Your idea is interesting and might be useful in some applications! But calculating a SHA256 takes time linear in the length of the thing you're hashing. Even if you assume fixed-size keys, SHA256 isn't fast. It's not designed to be fast.

You'd likely need an extremely high N before O(N) SHA256's is faster than O(N log N) comparisons.

2 comments

> But calculating a SHA256 takes time linear in the length of the thing you're hashing.

Ahem, so does hashing.

And so does sort comparison.

The GP's idea is actually quite effective for medium-to-large objects.

As a bonus, you can cache and store the SHA256 of each object for future in-set testing and uniqueness-finding without looking at the objects themselves. (You cannot do this with non-cryptographic hashes or sorting by comparisons.)
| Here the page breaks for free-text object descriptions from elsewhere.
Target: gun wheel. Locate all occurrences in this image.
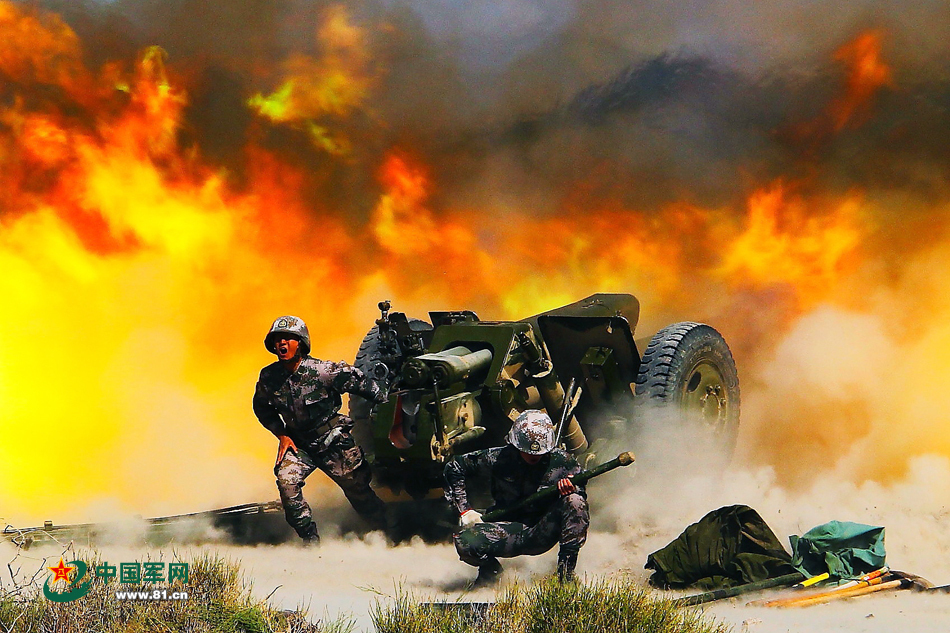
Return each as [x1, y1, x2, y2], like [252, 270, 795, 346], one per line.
[350, 318, 430, 455]
[635, 322, 740, 463]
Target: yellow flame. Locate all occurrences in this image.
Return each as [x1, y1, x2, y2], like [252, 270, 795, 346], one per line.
[717, 182, 863, 305]
[247, 5, 374, 155]
[2, 1, 950, 525]
[0, 9, 362, 522]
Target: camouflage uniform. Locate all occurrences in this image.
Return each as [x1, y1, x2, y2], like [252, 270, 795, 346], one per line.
[253, 356, 387, 539]
[444, 444, 589, 572]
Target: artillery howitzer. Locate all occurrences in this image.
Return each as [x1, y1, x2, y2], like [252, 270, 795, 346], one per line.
[4, 294, 738, 547]
[350, 293, 740, 501]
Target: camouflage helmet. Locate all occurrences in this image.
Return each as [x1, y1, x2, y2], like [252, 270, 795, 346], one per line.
[264, 315, 311, 355]
[507, 409, 556, 455]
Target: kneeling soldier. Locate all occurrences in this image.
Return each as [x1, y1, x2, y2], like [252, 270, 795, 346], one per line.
[443, 410, 589, 586]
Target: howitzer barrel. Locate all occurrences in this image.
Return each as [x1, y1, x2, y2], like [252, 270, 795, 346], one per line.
[481, 451, 634, 522]
[431, 349, 493, 386]
[402, 346, 493, 388]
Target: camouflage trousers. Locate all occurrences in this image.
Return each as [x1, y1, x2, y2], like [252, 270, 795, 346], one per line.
[275, 430, 386, 539]
[454, 492, 589, 566]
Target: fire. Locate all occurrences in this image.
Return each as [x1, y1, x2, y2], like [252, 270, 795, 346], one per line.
[782, 30, 893, 149]
[367, 153, 702, 319]
[247, 5, 374, 155]
[113, 46, 186, 155]
[0, 2, 362, 523]
[369, 151, 502, 306]
[0, 3, 89, 99]
[0, 0, 948, 524]
[830, 30, 893, 131]
[717, 181, 863, 307]
[19, 115, 71, 166]
[372, 152, 438, 254]
[489, 204, 702, 321]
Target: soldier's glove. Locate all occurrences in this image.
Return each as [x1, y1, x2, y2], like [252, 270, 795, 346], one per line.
[459, 509, 483, 528]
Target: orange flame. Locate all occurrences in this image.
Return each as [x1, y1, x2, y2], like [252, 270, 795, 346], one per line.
[830, 30, 893, 131]
[0, 1, 948, 524]
[369, 152, 502, 307]
[782, 30, 893, 148]
[367, 152, 707, 319]
[0, 2, 363, 522]
[718, 181, 864, 306]
[0, 2, 90, 100]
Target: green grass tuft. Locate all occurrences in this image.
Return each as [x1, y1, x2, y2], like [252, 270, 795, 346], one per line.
[373, 577, 732, 633]
[0, 550, 353, 633]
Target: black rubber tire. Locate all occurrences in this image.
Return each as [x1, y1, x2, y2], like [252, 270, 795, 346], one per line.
[634, 322, 740, 462]
[349, 319, 430, 452]
[350, 324, 387, 426]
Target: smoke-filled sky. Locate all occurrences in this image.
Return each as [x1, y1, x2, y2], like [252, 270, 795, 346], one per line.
[2, 0, 950, 526]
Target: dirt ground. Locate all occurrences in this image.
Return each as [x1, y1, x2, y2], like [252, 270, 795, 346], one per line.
[5, 458, 948, 632]
[9, 519, 946, 633]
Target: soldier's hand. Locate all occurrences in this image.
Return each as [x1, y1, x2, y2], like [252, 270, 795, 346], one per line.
[557, 477, 576, 496]
[460, 509, 483, 527]
[276, 435, 298, 467]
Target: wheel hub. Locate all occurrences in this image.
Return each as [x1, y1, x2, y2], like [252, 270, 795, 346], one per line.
[682, 361, 729, 433]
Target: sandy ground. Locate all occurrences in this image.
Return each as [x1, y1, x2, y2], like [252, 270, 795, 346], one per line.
[703, 592, 950, 633]
[5, 526, 947, 633]
[238, 535, 950, 633]
[4, 458, 949, 631]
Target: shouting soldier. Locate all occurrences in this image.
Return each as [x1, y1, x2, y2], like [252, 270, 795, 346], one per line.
[443, 409, 589, 586]
[253, 315, 388, 544]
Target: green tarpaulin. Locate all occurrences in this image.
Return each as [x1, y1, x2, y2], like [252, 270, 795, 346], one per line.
[645, 505, 796, 590]
[646, 508, 888, 591]
[789, 520, 886, 579]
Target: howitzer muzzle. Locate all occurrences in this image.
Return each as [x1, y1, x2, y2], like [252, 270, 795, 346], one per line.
[401, 358, 431, 387]
[402, 346, 493, 388]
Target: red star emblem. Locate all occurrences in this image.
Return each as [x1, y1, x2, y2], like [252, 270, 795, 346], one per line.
[48, 558, 72, 583]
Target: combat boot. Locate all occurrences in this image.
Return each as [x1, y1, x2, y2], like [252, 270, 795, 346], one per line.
[471, 557, 503, 589]
[299, 523, 320, 547]
[556, 547, 579, 583]
[364, 506, 389, 534]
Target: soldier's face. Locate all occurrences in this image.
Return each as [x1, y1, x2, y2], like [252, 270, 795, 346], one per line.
[519, 451, 543, 465]
[274, 335, 300, 361]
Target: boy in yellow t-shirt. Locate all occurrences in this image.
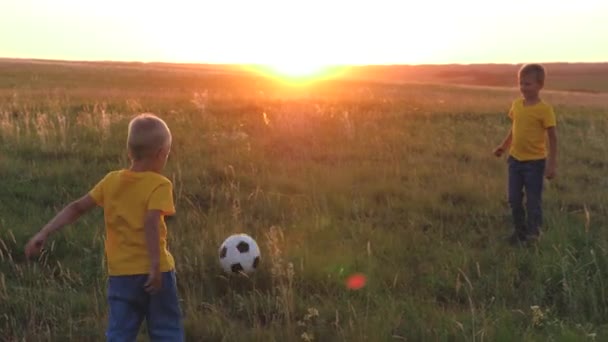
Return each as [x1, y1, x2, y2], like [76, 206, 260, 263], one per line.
[494, 64, 558, 245]
[25, 113, 184, 341]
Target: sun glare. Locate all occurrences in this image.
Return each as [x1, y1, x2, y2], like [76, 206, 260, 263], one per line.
[269, 62, 327, 78]
[251, 62, 346, 82]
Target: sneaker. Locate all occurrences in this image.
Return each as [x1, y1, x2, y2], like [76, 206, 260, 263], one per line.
[507, 232, 526, 246]
[524, 233, 541, 244]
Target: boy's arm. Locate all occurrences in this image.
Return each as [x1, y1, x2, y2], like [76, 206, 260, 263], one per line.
[144, 210, 161, 268]
[499, 129, 513, 150]
[144, 181, 175, 293]
[494, 128, 512, 157]
[545, 127, 557, 179]
[25, 194, 97, 259]
[144, 210, 162, 294]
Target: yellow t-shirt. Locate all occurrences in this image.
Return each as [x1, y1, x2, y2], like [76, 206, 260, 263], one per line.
[508, 98, 556, 161]
[89, 170, 176, 276]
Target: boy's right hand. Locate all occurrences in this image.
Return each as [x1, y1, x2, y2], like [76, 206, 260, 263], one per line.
[25, 231, 48, 259]
[493, 146, 505, 157]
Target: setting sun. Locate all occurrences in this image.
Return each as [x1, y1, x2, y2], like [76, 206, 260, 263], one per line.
[250, 62, 347, 82]
[268, 62, 329, 78]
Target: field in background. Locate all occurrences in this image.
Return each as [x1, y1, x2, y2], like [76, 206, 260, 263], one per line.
[4, 59, 608, 93]
[1, 60, 608, 341]
[345, 63, 608, 93]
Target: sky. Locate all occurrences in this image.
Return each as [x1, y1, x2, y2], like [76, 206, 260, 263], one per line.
[1, 0, 607, 67]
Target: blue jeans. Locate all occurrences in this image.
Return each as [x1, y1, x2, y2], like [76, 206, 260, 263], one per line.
[106, 271, 184, 342]
[508, 156, 545, 237]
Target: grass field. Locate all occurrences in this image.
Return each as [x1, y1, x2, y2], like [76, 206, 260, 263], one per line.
[1, 60, 608, 341]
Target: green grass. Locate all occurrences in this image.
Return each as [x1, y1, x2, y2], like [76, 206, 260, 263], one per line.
[1, 61, 608, 341]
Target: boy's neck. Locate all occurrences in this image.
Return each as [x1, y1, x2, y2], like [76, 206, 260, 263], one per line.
[130, 160, 161, 173]
[523, 95, 541, 106]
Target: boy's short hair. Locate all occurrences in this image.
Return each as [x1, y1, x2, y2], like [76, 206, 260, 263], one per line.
[519, 64, 546, 84]
[127, 113, 172, 160]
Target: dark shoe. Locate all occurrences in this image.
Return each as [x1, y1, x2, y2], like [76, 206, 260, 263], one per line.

This is basically what Git does.

Well SHA256 is a red herring here: one could suggest any suitable fast hash, non-crytopgraphic hash instead.

Yes, it takes time linear in the length of the thing you are sorting, but comparison sort is generally worse in that respect: comparison also takes up to linear time in the comprands, and you have to compare each element not just once but log n times [1].

So the time to hash all the elements once (if the hash is not already cached in the element) is going to be a small part of the sort time.

[1] There are ways around repeatedly re-comparing the entire key, but they work mostly in specialized cases.